Session G-7

Data and Datacenters

10:00 AM — 11:30 AM EDT
May 5 Thu, 10:00 AM — 11:30 AM EDT

Constrained In-network Computing with Low Congestion in Datacenter Networks

Raz Segal, Chen Avin and Gabriel Scalosub (Ben-Gurion University of the Negev, Israel)

Distributed computing has become a common practice nowadays, where recent focus has been given to the usage of smart networking devices with in-network computing capabilities. State-of-the-art switches with near-line rate computing and aggregation capabilities enable acceleration and improved performance for various modern applications like big data analytics and large-scale distributed and federated machine learning.
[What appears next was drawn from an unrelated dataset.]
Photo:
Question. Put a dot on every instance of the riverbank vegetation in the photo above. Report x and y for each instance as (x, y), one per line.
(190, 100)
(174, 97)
In this paper, we formulate and study the theoretical algorithmic foundations of such approaches, and focus on how to deploy and use constrained in-network computing capabilities within the data center. We focus our attention on reducing the network congestion, i.e., the most congested link in the network, while supporting the given workload(s). We present an efficient optimal algorithm for tree-like network topologies and show that our solution provides as much as an x13 improvement over common alternative approaches. In particular, our results show that having merely a small fraction of network devices that support in-network aggregation can significantly reduce the network congestion, both for single and multiple workloads.

Fast and Heavy Disjoint Weighted Matchings for Demand-Aware Datacenter Topologies

Kathrin Hanauer, Monika Henzinger, Stefan Schmid and Jonathan Trummer (University of Vienna, Austria)
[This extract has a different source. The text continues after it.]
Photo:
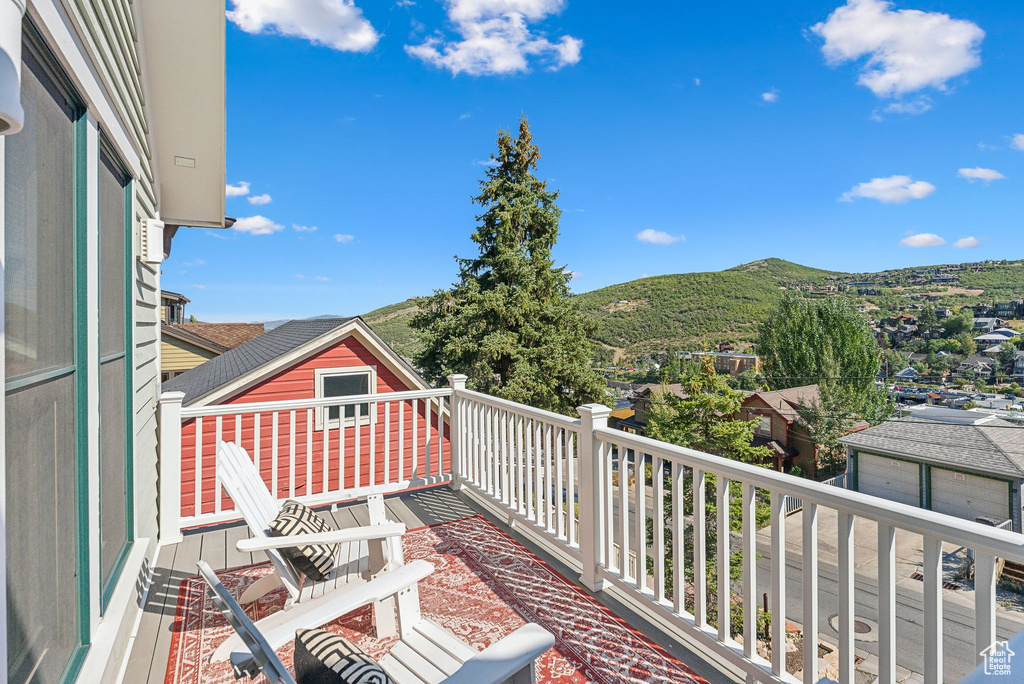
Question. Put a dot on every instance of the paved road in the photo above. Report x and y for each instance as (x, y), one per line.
(957, 618)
Reconfigurable optical topologies promise to improve the performance in datacenters by dynamically optimizing the physical network in a demand-aware manner. State-of-the-art optical technologies allow to establish and update direct connectivity (in the form of edge-disjoint matchings) between top-of-rack switches within microseconds or less. However, to fully exploit temporal structure in the demand, such fine-grained reconfigurations also require fast algorithms for optimizing the interconnecting matchings.
Motivated by the desire to offload a maximum amount of demand to the reconfigurable network, this paper initiates the study of fast algorithms to find k disjoint heavy matchings in graphs. We present and analyze six algorithms, based on iterative matchings, b-matching, edge coloring, and node-rankings. We show that the problem is generally NP-hard and study the achievable approximation ratios.
An extensive empirical evaluation of our algorithms on both real-world and synthetic traces (88 in total), including traces collected in Facebook datacenters and in HPC clusters reveals that all our algorithms provide high-quality matchings, and also very fast ones come within 95% or more of the best solution. However, the running times differ significantly and what is the best algorithm depends on k and the acceptable runtime-quality tradeoff.
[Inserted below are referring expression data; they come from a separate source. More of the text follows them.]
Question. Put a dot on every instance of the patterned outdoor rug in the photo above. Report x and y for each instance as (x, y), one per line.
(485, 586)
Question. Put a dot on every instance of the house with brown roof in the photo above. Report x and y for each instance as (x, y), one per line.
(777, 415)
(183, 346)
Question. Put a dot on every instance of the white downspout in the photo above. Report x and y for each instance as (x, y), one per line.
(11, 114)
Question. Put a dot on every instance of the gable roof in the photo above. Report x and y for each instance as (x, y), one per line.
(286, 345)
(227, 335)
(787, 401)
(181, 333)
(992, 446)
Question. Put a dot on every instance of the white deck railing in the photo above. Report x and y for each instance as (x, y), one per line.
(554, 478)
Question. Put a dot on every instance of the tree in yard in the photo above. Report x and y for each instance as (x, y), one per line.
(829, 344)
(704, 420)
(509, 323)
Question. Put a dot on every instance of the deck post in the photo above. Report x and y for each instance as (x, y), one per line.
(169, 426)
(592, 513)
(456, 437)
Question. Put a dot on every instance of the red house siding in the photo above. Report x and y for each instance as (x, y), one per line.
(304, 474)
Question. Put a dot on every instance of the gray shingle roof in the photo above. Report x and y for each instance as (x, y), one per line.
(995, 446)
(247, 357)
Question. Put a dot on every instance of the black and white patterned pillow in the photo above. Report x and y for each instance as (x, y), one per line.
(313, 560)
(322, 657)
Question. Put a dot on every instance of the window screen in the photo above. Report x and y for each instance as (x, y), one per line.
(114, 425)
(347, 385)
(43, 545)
Jingwei: An Efficient and Adaptable Data Migration Strategy for Deduplicated Storage Systems

Geyao Cheng, Deke Guo, Lailong Luo, Junxu Xia and Yuchen Sun (National University of Defense Technology, China)

The traditional migration methods are confronted with formidable challenges when data deduplication technologies are incorporated. Firstly, the deduplication creates data-sharing dependencies in the stored files; breaking such dependencies in migration would attach extra space overhead. Secondly, the redundancy elimination heightens the risk of data unavailability during server crushes. The existing methods fail to tackle them at one shot. To this end, we propose Jingwei, an efficient and adaptable data migration strategy for deduplicated storage systems. To be specific, Jingwei tries to minimize the extra space cost in migration for space efficiency. Meanwhile, Jingwei realizes the service adaptability by encouraging replicas of hot data to spread out their data access requirements. We first model such a problem as an integer linear programming (ILP) and solve it with a commercial solver when only one empty migration target server is allowed. We then extend this problem to a scenario wherein multiple non-empty target servers are available for migration. We solve it by an effective heuristic algorithm based on the Bloom Filter-based data sketches. Trace-driven experiments show that Jingwei fortifies the file replicas by 66.7%, while only 5.7% of the extra storage space is occupied compared with the latest "Goseed" method.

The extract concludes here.